When using cloud vendor machines with GPUs that expect the driver directories and files to be mounted into the container I am having issues getting the management library installed so that I can query the GPU. If I use docker to create the machine and force the nvidia drivers in, along with the standard cuda software to get a copy of the shared library, when the machine starts on Azure or AWS I get errors from Kubernetes that is being used to start these saying that the directories are getting in the way of the nvidia-docker style mounts.
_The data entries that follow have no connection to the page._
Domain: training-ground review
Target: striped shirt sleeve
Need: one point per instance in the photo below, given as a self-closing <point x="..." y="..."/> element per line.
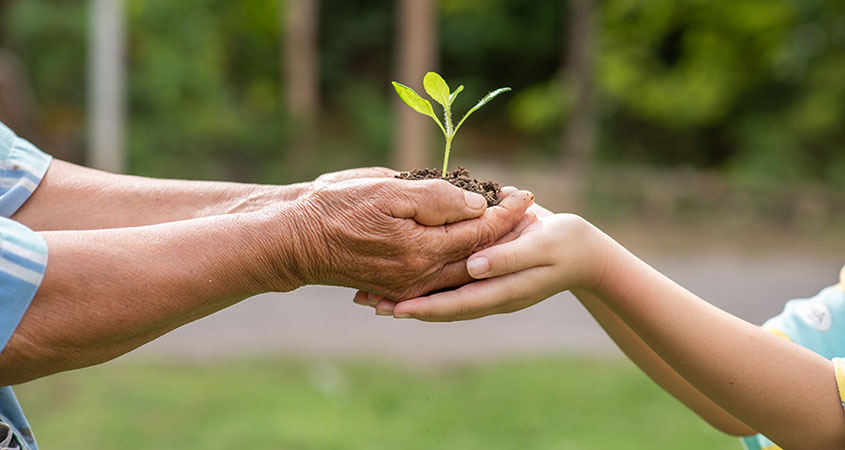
<point x="23" y="253"/>
<point x="22" y="166"/>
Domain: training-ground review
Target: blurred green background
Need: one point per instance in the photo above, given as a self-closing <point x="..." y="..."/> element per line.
<point x="704" y="117"/>
<point x="696" y="108"/>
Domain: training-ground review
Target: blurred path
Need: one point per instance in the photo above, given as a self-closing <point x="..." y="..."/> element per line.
<point x="323" y="321"/>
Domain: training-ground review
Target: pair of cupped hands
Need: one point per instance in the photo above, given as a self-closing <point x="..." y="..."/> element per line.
<point x="434" y="252"/>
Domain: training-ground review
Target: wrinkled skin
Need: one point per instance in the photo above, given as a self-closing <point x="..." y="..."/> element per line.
<point x="397" y="238"/>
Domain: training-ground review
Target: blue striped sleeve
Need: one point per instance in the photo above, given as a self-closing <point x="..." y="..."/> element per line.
<point x="23" y="260"/>
<point x="22" y="166"/>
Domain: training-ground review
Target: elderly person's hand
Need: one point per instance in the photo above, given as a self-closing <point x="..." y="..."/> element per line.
<point x="394" y="237"/>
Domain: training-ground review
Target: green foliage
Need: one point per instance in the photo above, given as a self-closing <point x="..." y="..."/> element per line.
<point x="436" y="87"/>
<point x="748" y="88"/>
<point x="548" y="404"/>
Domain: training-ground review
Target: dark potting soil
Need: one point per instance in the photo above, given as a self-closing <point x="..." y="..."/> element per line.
<point x="460" y="178"/>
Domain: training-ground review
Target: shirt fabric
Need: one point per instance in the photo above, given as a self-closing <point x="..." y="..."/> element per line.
<point x="23" y="259"/>
<point x="816" y="323"/>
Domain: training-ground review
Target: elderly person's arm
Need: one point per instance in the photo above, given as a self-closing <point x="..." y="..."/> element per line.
<point x="106" y="292"/>
<point x="72" y="197"/>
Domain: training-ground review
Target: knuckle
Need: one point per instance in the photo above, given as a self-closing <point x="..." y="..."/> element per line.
<point x="486" y="234"/>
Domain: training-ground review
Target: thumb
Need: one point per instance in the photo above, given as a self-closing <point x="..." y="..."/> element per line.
<point x="436" y="202"/>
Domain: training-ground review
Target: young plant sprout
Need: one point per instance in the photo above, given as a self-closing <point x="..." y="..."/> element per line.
<point x="438" y="90"/>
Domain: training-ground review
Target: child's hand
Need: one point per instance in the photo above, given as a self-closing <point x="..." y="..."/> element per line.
<point x="556" y="253"/>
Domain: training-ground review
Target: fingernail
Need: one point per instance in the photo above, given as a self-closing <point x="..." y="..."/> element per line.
<point x="474" y="201"/>
<point x="478" y="266"/>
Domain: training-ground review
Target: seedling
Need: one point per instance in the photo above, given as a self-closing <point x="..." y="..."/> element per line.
<point x="438" y="90"/>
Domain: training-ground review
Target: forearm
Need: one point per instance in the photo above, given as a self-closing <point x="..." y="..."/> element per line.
<point x="780" y="389"/>
<point x="106" y="292"/>
<point x="72" y="197"/>
<point x="652" y="365"/>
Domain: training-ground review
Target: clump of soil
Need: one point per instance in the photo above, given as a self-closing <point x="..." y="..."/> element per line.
<point x="460" y="178"/>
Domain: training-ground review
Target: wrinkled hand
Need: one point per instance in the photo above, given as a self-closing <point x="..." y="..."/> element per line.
<point x="555" y="253"/>
<point x="398" y="238"/>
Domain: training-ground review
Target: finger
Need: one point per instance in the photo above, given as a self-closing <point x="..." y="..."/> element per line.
<point x="527" y="251"/>
<point x="507" y="190"/>
<point x="385" y="307"/>
<point x="451" y="275"/>
<point x="540" y="211"/>
<point x="528" y="219"/>
<point x="365" y="298"/>
<point x="436" y="202"/>
<point x="360" y="298"/>
<point x="482" y="298"/>
<point x="459" y="240"/>
<point x="378" y="172"/>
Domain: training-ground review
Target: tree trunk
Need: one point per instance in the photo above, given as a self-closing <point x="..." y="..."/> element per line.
<point x="302" y="79"/>
<point x="416" y="54"/>
<point x="106" y="76"/>
<point x="579" y="132"/>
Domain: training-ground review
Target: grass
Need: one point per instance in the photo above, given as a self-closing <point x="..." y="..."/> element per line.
<point x="555" y="404"/>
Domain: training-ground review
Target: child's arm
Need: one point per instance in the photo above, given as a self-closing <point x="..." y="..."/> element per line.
<point x="778" y="388"/>
<point x="663" y="374"/>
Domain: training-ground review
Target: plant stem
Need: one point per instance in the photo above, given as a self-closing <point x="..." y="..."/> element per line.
<point x="446" y="155"/>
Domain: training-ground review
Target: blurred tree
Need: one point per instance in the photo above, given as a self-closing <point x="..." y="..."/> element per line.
<point x="301" y="71"/>
<point x="416" y="55"/>
<point x="578" y="135"/>
<point x="106" y="86"/>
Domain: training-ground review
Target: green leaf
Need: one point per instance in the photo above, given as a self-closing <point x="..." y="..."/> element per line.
<point x="436" y="88"/>
<point x="454" y="95"/>
<point x="481" y="103"/>
<point x="417" y="103"/>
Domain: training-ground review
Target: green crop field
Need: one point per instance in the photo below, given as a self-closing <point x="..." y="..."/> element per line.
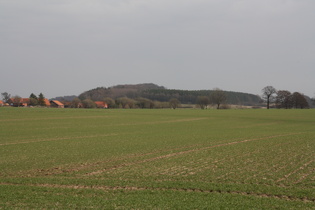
<point x="157" y="159"/>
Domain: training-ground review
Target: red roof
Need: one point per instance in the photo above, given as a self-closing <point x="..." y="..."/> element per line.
<point x="47" y="102"/>
<point x="57" y="102"/>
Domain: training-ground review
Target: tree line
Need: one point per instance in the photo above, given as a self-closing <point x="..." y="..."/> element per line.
<point x="284" y="99"/>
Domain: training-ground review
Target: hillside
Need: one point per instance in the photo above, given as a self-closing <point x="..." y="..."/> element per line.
<point x="160" y="93"/>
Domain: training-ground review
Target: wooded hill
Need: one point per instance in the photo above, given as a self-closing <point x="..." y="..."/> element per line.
<point x="160" y="93"/>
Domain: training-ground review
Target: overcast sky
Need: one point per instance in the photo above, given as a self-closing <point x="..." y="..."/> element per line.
<point x="65" y="47"/>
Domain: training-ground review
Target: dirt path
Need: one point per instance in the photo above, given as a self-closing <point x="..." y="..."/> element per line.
<point x="136" y="188"/>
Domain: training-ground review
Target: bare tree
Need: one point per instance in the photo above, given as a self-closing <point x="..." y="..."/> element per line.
<point x="299" y="101"/>
<point x="218" y="97"/>
<point x="6" y="97"/>
<point x="110" y="102"/>
<point x="75" y="103"/>
<point x="284" y="99"/>
<point x="174" y="103"/>
<point x="16" y="101"/>
<point x="268" y="93"/>
<point x="203" y="101"/>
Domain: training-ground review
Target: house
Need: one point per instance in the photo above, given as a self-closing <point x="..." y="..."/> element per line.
<point x="56" y="104"/>
<point x="19" y="101"/>
<point x="101" y="104"/>
<point x="24" y="102"/>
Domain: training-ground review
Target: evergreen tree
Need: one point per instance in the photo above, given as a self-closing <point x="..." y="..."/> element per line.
<point x="33" y="100"/>
<point x="41" y="100"/>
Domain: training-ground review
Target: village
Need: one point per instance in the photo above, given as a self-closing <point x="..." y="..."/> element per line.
<point x="26" y="102"/>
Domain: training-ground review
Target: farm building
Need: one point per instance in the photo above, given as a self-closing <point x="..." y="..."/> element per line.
<point x="101" y="104"/>
<point x="56" y="104"/>
<point x="19" y="101"/>
<point x="24" y="102"/>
So, if I cannot get the nvidia drivers on how on earth do I get the shared library and tools like nvidia-smi into containers ?
use nvidia container runtime plugin: (previously called nvidia-docker 2.0)
[url]https://github.com/NVIDIA/nvidia-container-runtime[/url]
When you do that, you don’t install the driver bits into the container (the runtime does it for you).
with respect to Kubernetes, this may be useful:
[url]https://kubernetes.io/docs/tasks/manage-gpus/scheduling-gpus/[/url]
Note that this situation is changing pretty rapidly (as indicated on kubernetes page) and so the “recipe” may be different 6 months from now.
Do you know of an Azure recipe for the plugin approach on k8s ?
Thanks
a google search on “gpu kubernetes azure” seemed to turn up several promising hits
I was not able to find any using google etc that mention the plugin approach. Many older articles and blogs abound for the older style alpha.kubernetes.io/nvidia-gpu: 1 approaches.
I will try Microsoft and see if I can find anything out about the ‘nvidia container runtime plugin’ approach but it does not seem to have been on the MSDN radar at least.